Enfin il exprime son souhait de vouloir retravailler en mars chez un viticulteur.
Il est établi par les pièces du dossier que la procédure relative à l’admission de Monsieur [M] [Q] en hospitalisation complète est régulière et que ce dernier présente des troubles mentaux, qui rendent impossible un consentement éclairé aux soins qui lui sont nécessaires et compromettent la sûreté des personnes et/ou portent atteinte, de façon grave, à l’ordre public, justifiant une hospitalisation complète.

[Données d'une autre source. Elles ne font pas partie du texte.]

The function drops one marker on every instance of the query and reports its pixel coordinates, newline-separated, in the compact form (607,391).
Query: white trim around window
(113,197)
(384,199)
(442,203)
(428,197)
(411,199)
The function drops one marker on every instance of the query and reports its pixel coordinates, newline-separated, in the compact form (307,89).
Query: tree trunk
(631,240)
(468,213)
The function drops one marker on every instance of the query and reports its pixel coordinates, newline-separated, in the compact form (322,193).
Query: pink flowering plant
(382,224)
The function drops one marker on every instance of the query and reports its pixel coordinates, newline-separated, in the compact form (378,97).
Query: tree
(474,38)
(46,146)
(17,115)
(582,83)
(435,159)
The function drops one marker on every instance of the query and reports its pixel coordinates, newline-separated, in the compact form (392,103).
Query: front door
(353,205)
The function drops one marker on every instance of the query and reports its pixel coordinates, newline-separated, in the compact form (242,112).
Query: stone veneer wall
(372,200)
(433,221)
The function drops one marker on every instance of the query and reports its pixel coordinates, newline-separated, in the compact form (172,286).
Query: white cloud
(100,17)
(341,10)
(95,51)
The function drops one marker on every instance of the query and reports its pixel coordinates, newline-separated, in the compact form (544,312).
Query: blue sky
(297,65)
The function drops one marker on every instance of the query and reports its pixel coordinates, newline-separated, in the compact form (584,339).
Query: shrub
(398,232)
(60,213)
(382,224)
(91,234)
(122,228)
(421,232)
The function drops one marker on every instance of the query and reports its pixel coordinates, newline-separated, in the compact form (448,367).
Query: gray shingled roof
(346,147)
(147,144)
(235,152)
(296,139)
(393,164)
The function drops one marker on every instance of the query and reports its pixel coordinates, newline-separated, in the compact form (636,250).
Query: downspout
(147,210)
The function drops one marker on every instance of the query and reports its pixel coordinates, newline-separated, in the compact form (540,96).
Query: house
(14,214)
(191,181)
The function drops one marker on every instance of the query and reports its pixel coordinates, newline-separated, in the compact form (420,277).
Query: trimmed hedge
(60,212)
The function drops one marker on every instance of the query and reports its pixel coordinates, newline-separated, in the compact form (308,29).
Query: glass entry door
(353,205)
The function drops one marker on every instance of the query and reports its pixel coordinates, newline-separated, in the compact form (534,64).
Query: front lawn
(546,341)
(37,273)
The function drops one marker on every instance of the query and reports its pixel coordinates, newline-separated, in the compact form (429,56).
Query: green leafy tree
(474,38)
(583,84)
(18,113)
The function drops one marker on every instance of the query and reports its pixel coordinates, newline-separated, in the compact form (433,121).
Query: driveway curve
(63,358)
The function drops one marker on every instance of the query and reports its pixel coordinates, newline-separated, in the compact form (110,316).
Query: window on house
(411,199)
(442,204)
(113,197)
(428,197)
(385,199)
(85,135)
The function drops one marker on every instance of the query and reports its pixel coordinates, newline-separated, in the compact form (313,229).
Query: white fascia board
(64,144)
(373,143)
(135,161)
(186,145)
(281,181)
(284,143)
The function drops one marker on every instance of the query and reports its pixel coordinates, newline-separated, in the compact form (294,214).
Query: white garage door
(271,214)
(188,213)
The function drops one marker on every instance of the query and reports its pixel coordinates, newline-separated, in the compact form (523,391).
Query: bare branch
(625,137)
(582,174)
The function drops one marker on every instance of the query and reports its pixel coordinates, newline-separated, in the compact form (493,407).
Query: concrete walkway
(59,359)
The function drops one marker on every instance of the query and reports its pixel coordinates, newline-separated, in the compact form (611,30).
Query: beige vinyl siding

En conséquence, il convient d’autoriser la poursuite de la mesure d’hospitalisation complète de Monsieur [M] [Q] selon les modalités spécifiées par le dispositif de la présente ordonnance.
PAR CES MOTIFS
Le magistrat du siège du tribunal judiciaire de Reims , après débats tenus en audience publique dans la salle d’audience aménagée à l’établissement public de santé mentale [Y], à la Clinique [S], sise [Adresse 2], statuant par décision susceptible d’appel,
Rejette la demande d’irrégularité de la procédure soulevée par le conseil de Monsieur [M] [Q] ;
Autorise la poursuite de la mesure d’hospitalisation complète de Monsieur [M] [Q];
DIT que cette mesure emporte effet jusqu’à levée médicale ou décision médicale de placement sous soins ambulatoires sans consentement et, à défaut, jusqu’à un délai de six mois suivant le prononcé de cette décision ;
Laisse les dépens à la charge de l’État ;
Dit que cette ordonnance bénéficie de plein droit de l’exécution provisoire.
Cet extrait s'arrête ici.